Romantic and Glorified Heaven
IS tried to recruit Syrian boys by conveying the romantic and glorified heaven narrative in its propaganda videos. At mandated religious events at the mosque, Syrian boys would hear stories about meeting beautiful women in heaven when they participate in the jihad and die for God. The martyrdom narrative highlighted in videos such as One of the Two Goods, shows a smiling teen suicide bomber on his way to his final mission. Such narratives encourage Syrian boys to become suicide bombers.
Other propaganda videos show how Syrian boys learn IS values. He is made to model after the IS adult fighter by wearing a uniform and receiving military training such as unarmed combat and the use of weapons. Islamic State’s training technique places a weapon in the hands of the boys, but they do not understand what killing really means.

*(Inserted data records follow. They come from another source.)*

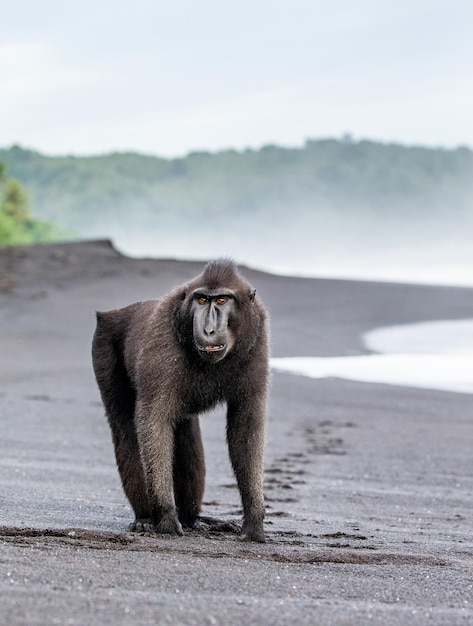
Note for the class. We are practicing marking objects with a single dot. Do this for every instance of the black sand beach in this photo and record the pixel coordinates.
(368, 487)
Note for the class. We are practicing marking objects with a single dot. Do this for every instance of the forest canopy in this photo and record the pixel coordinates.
(17, 224)
(96, 195)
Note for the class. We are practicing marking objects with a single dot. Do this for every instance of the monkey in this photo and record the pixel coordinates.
(159, 364)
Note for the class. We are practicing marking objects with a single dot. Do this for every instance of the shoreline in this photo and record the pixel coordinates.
(367, 486)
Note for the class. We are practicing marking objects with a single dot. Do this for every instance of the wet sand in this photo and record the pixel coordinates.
(368, 487)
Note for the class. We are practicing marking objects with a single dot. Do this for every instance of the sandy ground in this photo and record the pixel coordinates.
(368, 487)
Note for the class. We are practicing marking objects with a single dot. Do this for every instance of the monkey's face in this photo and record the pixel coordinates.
(212, 312)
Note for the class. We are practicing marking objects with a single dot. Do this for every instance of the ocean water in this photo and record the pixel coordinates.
(430, 355)
(437, 355)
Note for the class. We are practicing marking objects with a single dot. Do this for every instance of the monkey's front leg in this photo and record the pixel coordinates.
(156, 441)
(246, 442)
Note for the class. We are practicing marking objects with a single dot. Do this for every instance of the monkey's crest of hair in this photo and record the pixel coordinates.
(220, 272)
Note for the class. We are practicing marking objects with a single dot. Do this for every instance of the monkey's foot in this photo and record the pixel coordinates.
(144, 525)
(168, 525)
(213, 524)
(253, 532)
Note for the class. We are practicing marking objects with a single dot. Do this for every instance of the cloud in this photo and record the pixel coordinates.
(32, 73)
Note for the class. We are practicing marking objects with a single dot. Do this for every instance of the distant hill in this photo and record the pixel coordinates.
(96, 196)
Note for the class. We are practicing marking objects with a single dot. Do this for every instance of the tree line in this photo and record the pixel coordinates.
(17, 224)
(87, 195)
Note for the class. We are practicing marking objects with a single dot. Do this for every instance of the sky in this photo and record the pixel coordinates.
(172, 76)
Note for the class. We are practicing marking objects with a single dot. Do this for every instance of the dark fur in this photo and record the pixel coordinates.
(154, 383)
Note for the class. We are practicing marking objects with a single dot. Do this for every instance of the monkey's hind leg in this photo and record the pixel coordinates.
(188, 470)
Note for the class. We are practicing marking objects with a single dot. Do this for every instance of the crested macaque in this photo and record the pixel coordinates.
(158, 365)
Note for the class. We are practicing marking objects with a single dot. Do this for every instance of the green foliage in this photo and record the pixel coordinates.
(17, 225)
(99, 195)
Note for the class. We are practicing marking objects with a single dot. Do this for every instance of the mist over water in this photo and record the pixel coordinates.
(326, 246)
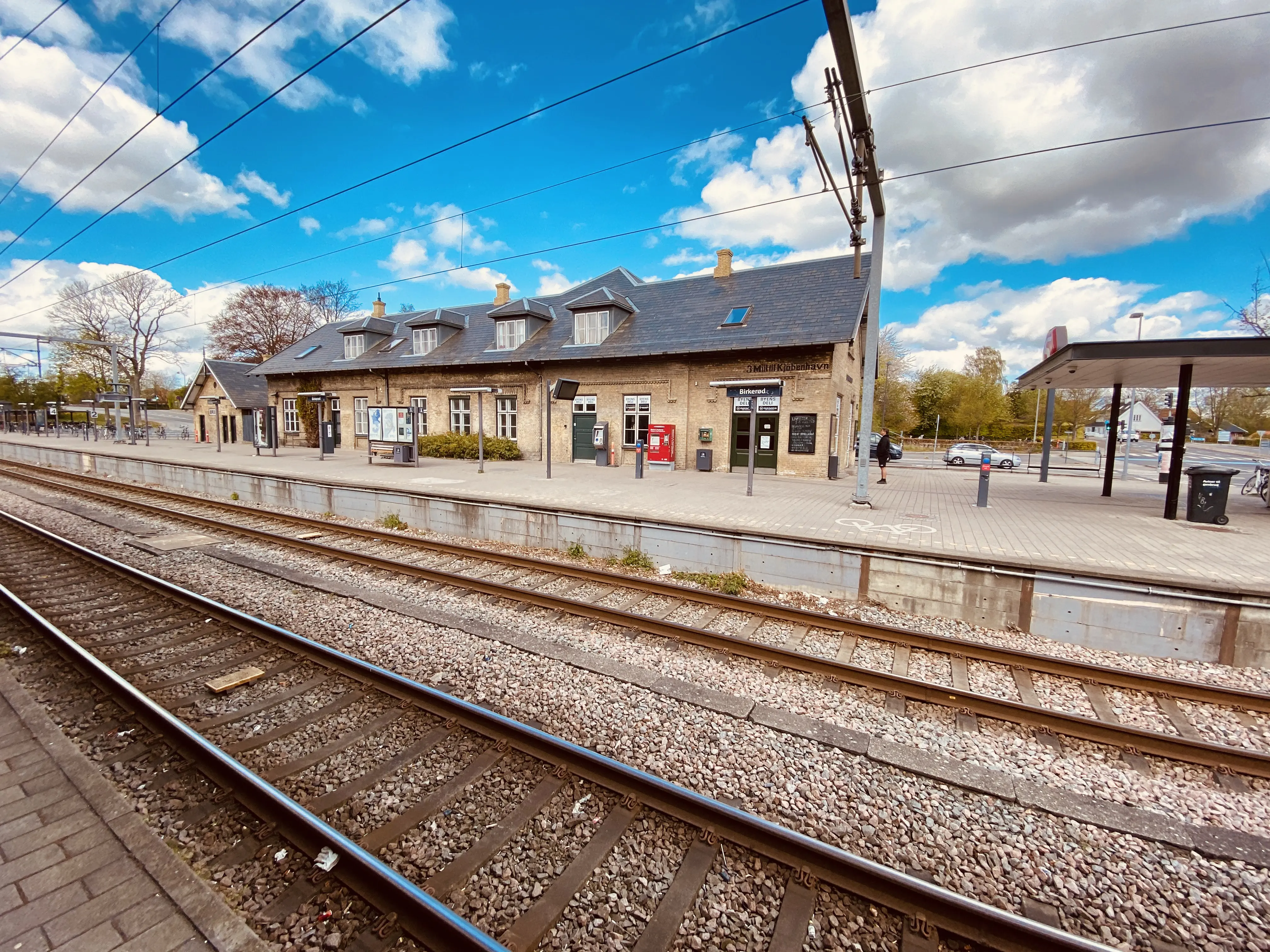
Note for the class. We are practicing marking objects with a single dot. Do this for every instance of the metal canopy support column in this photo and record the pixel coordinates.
(1113, 426)
(1050, 434)
(1175, 461)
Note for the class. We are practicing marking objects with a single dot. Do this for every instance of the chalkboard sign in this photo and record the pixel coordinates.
(802, 433)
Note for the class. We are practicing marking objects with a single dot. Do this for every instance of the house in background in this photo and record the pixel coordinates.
(239, 395)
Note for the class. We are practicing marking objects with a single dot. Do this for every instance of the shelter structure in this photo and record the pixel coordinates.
(1185, 364)
(230, 385)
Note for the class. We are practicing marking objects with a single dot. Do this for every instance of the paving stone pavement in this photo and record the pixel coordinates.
(79, 870)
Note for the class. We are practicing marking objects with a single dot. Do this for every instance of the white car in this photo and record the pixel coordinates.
(972, 454)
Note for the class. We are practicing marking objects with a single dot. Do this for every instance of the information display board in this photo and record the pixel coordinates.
(802, 433)
(390, 424)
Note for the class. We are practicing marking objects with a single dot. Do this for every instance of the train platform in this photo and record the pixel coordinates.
(79, 869)
(1060, 526)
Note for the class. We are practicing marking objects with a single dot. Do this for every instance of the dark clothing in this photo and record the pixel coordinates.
(884, 450)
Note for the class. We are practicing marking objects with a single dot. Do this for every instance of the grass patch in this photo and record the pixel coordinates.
(729, 583)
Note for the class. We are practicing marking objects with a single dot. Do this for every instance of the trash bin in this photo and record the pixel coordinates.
(1210, 487)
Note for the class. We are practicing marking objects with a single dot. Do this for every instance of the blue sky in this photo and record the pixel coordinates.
(996, 254)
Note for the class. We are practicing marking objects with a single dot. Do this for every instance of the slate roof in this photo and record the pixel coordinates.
(802, 304)
(246, 391)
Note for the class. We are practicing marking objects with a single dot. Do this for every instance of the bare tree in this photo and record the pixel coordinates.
(131, 310)
(261, 322)
(331, 300)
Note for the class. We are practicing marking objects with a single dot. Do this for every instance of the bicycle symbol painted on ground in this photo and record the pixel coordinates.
(903, 529)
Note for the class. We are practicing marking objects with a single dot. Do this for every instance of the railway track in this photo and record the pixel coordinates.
(314, 743)
(1196, 719)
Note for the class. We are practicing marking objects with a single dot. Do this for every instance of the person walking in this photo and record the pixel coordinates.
(883, 455)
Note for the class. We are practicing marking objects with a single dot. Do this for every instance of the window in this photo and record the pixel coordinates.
(507, 418)
(425, 341)
(590, 327)
(508, 336)
(636, 418)
(460, 414)
(421, 404)
(361, 417)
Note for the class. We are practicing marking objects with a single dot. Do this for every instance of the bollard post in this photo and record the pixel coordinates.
(985, 473)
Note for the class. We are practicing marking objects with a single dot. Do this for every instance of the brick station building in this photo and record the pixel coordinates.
(644, 353)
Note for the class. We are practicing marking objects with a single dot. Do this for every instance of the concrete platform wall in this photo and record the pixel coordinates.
(1075, 609)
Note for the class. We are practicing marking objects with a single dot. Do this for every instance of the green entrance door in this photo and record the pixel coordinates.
(582, 427)
(765, 452)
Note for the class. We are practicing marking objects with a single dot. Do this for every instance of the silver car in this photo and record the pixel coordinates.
(972, 454)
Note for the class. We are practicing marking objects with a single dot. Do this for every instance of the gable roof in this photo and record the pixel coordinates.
(802, 304)
(244, 390)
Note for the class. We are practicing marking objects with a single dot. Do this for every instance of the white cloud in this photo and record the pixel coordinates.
(252, 182)
(404, 46)
(41, 87)
(1015, 320)
(1081, 202)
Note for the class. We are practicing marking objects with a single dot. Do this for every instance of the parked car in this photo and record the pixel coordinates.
(963, 454)
(897, 452)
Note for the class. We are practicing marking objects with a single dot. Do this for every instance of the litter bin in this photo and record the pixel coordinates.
(1210, 487)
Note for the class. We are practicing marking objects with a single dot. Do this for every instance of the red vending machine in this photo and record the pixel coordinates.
(661, 446)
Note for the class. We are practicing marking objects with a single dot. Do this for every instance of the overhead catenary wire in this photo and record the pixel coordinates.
(148, 124)
(92, 97)
(453, 146)
(27, 35)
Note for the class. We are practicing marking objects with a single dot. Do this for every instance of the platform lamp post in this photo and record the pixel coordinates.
(563, 389)
(751, 389)
(481, 419)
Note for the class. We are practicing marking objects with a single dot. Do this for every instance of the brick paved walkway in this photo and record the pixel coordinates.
(79, 870)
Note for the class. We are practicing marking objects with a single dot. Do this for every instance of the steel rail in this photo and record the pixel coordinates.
(426, 918)
(943, 644)
(808, 857)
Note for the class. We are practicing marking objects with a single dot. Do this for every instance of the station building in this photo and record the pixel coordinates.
(644, 354)
(238, 393)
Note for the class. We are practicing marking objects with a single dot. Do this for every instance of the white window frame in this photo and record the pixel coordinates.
(637, 417)
(361, 417)
(506, 412)
(461, 416)
(421, 404)
(508, 334)
(591, 328)
(425, 341)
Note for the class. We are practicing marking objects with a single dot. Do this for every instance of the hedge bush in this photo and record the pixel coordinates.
(463, 446)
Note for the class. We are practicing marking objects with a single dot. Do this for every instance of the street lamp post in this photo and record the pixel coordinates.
(1133, 399)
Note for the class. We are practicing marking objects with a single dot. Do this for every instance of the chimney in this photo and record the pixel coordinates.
(724, 268)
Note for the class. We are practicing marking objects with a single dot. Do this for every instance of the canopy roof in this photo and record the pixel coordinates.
(1218, 362)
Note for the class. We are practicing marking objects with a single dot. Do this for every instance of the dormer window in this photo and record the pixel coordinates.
(425, 341)
(508, 336)
(590, 327)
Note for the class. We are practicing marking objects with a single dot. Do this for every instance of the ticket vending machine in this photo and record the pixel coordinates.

The Syrian boys I spoke with, told me of their horrifying experience of seeing real life executions. The youngest was just 7 years old when he first saw IS beheading a person. Fortunately, none of these boys joined the terror group as their personal experience of seeing real executions invalidated the narratives in the videos. The parent’s role was also key in preventing them from joining IS.
Given the disturbing and horrific nature of its content, IS child propaganda video isn’t any child’s play.